A former Pike County couple that made significant national contributions is being honored as part of a new historical marker.
John Brooks Henderson and Mary Foote Henderson are recognized on the “Long Roads to Freedom” memorial. It will be dedicated April 18th at Harris-Stowe University in St. Louis.
The Missouri Humanities Council donated the $1,500 tribute, which is three feet wide and two feet tall. Funding came from the council and a grant by the Gertrude and William A. Bernoudy Foundation.
The site once featured a home owned by the Hendersons in the late 1860s and early 1870s.
As a U.S. Senator from Louisiana, Missouri, John Brooks Henderson drafted and introduced the 13th Amendment outlawing slavery. He worked closely with President Abraham Lincoln, crossed party lines to acquit Democrat President Andrew Johnson of impeachment charges and was a special prosecutor in the Whiskey Ring federal tax conspiracy trials.

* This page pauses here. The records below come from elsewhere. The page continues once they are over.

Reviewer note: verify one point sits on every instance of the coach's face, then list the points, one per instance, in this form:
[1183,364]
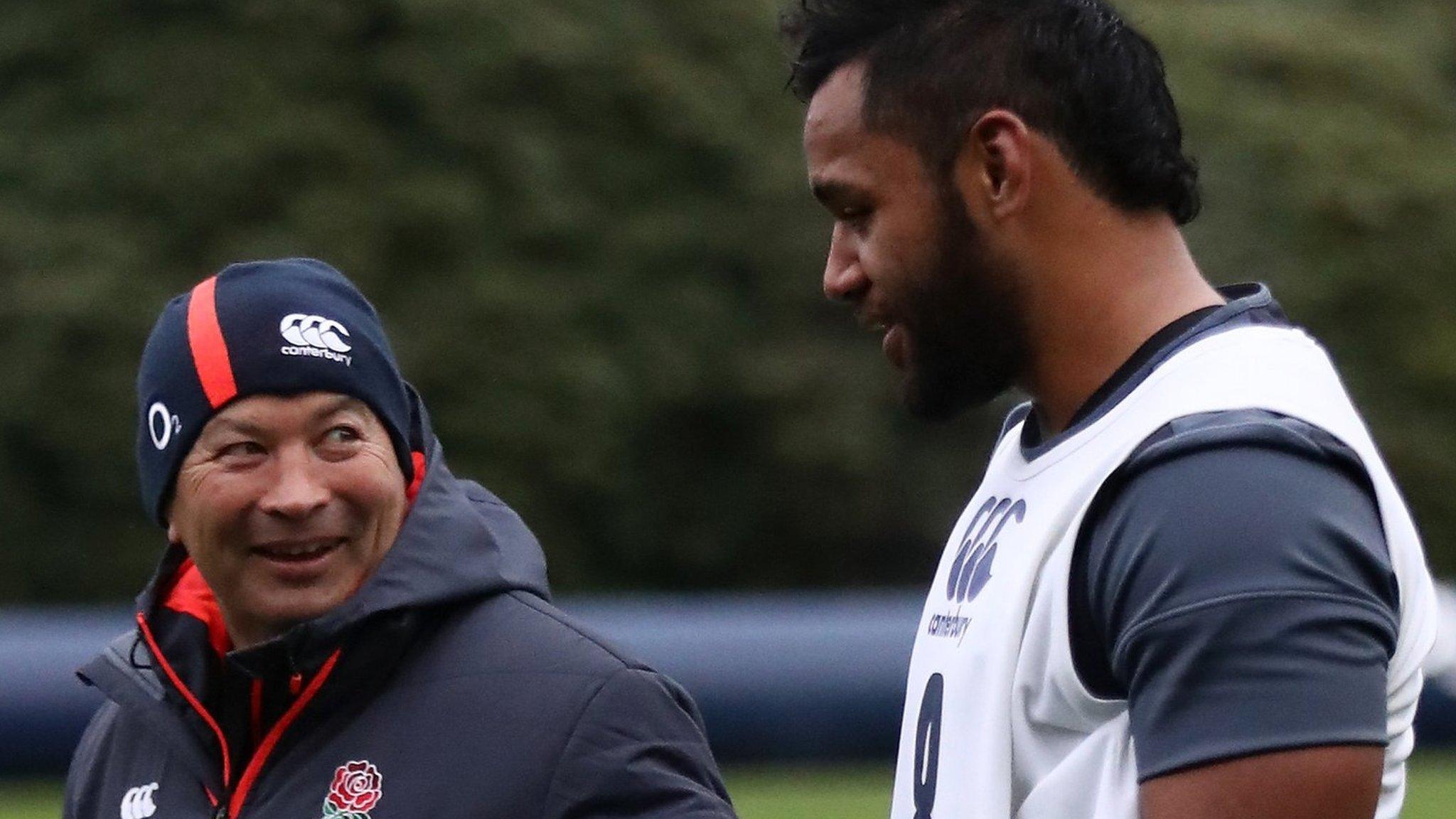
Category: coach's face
[907,255]
[287,505]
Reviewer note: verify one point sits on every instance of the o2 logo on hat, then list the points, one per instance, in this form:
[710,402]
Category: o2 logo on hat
[316,337]
[161,424]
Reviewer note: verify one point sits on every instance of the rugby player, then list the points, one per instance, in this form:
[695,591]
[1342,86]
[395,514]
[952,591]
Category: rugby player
[1187,587]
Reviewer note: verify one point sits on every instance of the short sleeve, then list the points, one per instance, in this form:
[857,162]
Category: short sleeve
[638,752]
[1232,582]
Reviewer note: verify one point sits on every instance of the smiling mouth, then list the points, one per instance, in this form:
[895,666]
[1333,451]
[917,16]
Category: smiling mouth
[297,551]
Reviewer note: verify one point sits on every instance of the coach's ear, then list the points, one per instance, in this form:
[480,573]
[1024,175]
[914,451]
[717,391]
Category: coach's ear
[993,169]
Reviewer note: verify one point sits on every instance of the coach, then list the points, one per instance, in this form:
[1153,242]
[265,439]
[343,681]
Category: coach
[341,628]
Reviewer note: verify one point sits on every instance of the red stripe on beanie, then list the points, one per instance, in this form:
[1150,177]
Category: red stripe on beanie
[204,336]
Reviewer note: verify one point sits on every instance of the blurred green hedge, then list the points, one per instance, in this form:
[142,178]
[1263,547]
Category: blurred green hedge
[587,229]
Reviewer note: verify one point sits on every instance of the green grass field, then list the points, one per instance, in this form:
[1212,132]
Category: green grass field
[804,793]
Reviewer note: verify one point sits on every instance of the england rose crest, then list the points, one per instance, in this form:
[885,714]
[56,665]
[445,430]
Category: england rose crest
[355,791]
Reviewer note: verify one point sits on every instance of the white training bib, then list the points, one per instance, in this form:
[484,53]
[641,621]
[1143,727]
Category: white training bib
[996,722]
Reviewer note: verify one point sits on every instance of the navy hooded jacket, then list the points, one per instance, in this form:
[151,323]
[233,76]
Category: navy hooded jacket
[446,687]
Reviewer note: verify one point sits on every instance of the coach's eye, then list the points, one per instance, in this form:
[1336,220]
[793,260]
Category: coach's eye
[341,433]
[240,449]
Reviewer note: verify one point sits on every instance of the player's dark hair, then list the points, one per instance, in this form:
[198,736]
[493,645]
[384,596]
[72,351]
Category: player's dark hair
[1071,69]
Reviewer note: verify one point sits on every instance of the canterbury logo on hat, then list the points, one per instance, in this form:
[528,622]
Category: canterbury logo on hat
[315,336]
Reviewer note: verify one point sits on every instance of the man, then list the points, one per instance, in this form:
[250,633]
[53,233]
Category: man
[1187,587]
[341,628]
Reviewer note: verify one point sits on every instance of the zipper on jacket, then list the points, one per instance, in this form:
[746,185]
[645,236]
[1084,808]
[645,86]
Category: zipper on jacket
[232,802]
[233,806]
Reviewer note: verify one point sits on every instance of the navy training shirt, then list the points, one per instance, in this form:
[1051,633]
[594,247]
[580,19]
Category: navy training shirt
[1231,579]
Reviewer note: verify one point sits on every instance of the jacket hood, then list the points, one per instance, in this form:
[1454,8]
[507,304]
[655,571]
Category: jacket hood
[458,541]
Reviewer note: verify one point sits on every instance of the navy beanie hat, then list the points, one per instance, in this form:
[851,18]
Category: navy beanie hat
[273,327]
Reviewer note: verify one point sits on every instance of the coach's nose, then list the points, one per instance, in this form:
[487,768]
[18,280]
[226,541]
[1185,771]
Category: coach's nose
[297,488]
[843,276]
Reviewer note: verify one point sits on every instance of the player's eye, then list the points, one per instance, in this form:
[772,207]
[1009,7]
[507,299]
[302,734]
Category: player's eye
[854,218]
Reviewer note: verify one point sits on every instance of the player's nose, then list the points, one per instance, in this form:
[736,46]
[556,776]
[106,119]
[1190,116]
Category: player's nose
[843,276]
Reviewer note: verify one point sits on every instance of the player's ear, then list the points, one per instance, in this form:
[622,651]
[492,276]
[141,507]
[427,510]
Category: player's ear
[993,168]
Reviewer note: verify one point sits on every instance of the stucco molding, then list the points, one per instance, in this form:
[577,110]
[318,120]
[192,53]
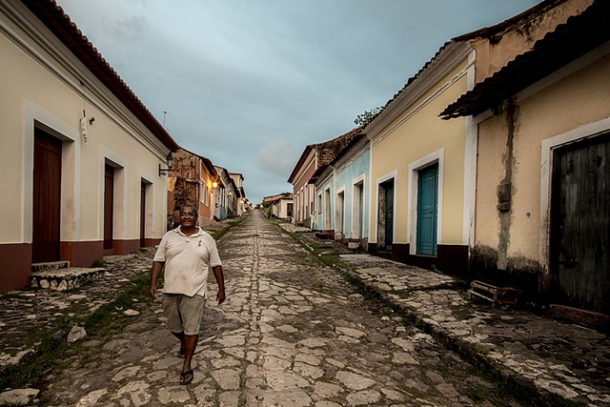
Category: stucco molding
[448,59]
[360,179]
[470,164]
[414,168]
[35,116]
[79,79]
[577,134]
[114,159]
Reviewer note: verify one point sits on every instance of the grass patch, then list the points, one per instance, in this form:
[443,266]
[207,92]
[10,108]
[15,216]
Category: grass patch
[52,350]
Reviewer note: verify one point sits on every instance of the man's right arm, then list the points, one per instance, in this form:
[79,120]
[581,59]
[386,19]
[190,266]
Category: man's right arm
[154,275]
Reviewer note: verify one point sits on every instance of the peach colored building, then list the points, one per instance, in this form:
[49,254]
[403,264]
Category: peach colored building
[423,168]
[313,157]
[542,207]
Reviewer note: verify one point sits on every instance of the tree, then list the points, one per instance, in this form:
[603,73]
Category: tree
[367,116]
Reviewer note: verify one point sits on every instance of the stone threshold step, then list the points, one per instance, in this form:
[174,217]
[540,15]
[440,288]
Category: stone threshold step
[64,278]
[50,265]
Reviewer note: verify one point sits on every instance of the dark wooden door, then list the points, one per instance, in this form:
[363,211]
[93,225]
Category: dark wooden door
[388,207]
[580,224]
[47,197]
[108,205]
[142,214]
[427,203]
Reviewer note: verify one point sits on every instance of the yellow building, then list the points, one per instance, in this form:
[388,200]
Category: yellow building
[80,155]
[418,164]
[543,175]
[423,169]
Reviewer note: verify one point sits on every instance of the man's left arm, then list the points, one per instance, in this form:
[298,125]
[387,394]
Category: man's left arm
[220,279]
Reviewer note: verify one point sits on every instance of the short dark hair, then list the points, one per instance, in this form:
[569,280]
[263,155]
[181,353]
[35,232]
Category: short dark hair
[193,207]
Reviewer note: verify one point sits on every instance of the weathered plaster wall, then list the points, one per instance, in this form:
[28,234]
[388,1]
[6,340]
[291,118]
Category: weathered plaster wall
[49,93]
[578,99]
[354,168]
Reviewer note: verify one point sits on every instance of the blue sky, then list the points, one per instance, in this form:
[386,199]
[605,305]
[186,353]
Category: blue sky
[249,83]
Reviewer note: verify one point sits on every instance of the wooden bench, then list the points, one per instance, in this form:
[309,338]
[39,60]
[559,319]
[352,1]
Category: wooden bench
[493,294]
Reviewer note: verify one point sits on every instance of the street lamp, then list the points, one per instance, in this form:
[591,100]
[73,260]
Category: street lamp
[170,162]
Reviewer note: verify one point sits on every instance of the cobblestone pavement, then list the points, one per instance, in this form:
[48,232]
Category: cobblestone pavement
[292,333]
[558,362]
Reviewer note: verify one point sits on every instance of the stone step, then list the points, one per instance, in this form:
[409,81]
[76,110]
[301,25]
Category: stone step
[50,265]
[64,278]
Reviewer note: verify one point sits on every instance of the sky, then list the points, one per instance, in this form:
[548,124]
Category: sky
[250,83]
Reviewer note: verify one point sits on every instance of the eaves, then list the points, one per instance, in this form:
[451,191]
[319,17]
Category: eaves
[445,61]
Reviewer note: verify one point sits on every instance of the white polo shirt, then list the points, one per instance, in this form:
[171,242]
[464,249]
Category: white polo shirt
[187,261]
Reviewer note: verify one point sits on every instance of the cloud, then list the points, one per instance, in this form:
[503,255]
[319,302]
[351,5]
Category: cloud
[277,157]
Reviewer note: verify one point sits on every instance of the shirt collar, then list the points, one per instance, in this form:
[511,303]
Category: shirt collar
[197,233]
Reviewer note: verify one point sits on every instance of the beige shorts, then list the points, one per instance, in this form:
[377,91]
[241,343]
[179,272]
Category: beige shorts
[183,313]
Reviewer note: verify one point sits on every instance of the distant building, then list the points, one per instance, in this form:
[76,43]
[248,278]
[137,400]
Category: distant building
[313,157]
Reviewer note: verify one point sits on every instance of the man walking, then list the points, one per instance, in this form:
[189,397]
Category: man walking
[187,253]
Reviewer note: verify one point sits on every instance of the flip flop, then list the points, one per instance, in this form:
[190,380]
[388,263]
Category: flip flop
[186,377]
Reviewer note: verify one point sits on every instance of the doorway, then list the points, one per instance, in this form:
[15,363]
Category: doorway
[427,204]
[47,197]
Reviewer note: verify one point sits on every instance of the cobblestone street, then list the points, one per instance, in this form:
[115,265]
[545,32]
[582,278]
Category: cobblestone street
[292,333]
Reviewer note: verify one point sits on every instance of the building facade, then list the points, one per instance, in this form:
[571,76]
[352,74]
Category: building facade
[313,158]
[81,155]
[542,190]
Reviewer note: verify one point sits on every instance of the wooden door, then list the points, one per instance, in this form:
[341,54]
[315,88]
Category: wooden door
[389,214]
[427,204]
[47,197]
[385,214]
[142,214]
[580,224]
[108,205]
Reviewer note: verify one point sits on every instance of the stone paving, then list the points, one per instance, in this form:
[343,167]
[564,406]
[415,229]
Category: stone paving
[546,356]
[292,333]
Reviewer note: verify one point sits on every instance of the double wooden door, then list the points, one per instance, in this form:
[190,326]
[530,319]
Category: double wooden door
[47,197]
[580,224]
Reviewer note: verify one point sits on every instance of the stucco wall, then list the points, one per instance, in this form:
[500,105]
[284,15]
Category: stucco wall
[423,133]
[356,168]
[320,223]
[45,93]
[577,100]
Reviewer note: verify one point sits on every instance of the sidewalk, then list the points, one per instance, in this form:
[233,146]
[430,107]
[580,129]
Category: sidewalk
[27,314]
[552,361]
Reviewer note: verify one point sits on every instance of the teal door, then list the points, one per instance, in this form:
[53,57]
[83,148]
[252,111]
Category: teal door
[427,203]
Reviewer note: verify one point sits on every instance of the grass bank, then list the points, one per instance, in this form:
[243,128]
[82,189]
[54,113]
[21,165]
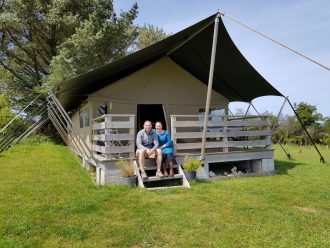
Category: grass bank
[47,200]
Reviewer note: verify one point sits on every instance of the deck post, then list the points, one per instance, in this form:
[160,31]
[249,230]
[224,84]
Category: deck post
[210,82]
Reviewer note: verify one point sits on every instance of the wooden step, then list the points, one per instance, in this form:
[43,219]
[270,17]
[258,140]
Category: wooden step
[166,187]
[154,178]
[155,167]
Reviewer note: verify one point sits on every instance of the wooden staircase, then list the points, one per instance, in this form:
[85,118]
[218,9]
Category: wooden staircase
[152,182]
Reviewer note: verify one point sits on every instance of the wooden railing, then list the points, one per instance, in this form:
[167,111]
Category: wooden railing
[114,136]
[226,134]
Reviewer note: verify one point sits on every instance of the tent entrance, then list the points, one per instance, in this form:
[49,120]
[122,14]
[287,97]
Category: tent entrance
[151,112]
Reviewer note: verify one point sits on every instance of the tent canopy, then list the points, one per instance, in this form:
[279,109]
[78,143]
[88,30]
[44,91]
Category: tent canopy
[234,77]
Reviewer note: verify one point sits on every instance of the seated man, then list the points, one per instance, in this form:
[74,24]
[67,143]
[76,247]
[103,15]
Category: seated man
[147,144]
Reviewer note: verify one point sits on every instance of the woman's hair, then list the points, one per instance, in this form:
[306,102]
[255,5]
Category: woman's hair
[159,123]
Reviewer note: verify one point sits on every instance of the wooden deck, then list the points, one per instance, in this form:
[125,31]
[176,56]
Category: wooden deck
[245,140]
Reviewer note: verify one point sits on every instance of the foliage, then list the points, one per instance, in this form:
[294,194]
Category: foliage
[5,115]
[148,35]
[307,114]
[126,167]
[84,34]
[48,200]
[191,164]
[36,139]
[290,131]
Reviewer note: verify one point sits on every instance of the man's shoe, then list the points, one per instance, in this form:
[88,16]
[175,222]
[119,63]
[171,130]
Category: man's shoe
[159,174]
[144,175]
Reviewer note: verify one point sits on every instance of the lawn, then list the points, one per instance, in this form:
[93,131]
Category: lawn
[48,200]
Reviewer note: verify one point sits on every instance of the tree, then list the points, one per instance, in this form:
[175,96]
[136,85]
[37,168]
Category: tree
[307,114]
[71,36]
[148,35]
[5,115]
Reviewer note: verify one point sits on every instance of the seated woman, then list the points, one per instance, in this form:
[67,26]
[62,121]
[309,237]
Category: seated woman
[166,145]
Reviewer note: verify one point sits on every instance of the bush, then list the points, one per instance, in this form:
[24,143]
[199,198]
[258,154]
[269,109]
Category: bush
[36,139]
[191,164]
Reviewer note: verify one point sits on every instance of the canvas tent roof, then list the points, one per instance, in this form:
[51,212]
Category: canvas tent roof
[190,48]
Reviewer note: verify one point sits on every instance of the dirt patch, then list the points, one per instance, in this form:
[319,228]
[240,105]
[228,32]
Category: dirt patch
[306,209]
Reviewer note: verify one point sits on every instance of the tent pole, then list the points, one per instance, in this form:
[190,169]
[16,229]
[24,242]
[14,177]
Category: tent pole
[247,110]
[274,126]
[210,82]
[255,109]
[309,136]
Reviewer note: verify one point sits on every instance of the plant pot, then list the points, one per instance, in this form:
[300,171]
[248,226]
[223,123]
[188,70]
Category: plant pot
[129,180]
[190,175]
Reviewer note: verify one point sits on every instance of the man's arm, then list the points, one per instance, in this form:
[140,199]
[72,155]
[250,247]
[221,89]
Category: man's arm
[156,143]
[139,138]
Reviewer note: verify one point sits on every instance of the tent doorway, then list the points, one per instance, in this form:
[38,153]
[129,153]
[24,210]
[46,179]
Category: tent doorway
[151,112]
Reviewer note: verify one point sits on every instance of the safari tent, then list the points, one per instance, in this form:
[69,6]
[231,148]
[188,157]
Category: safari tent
[168,81]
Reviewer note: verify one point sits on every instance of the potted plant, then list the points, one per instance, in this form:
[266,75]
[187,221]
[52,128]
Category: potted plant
[127,171]
[190,166]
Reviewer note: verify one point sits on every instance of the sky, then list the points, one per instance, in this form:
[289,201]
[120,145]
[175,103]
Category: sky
[302,25]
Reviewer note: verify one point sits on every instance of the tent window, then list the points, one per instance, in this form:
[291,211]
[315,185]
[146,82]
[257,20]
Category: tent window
[102,109]
[84,117]
[215,114]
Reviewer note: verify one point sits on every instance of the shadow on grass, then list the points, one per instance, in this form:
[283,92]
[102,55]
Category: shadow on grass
[199,181]
[283,166]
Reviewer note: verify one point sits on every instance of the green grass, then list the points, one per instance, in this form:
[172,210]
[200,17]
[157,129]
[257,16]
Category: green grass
[48,200]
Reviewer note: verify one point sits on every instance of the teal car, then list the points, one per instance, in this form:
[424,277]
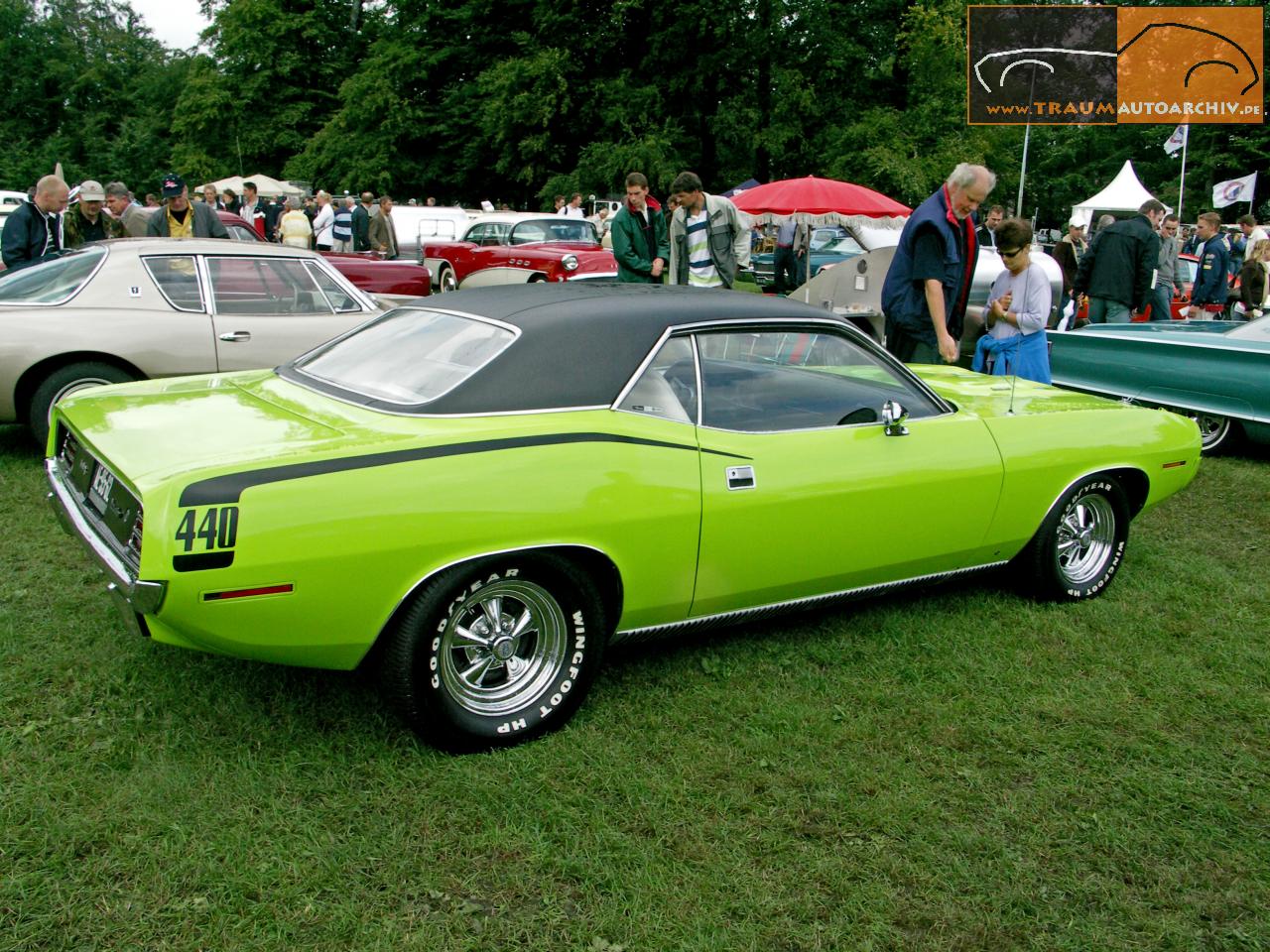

Mary Foote Henderson wrote books on health and social activities, championed women’s voting rights, became a real estate developer and was a strong temperance advocate. In 1906, she famously poured dozens of bottles of expensive wine from her husband’s decades-long collection into the gutter outside their Washington home. In addition, Mary worked on city beautification efforts and tried unsuccessfully to have a replacement for the White House built in the Meridian Hill neighborhood of the capital.
Also included on the marker is Hiram Reed, a Union soldier who the first slave freed during the Civil War.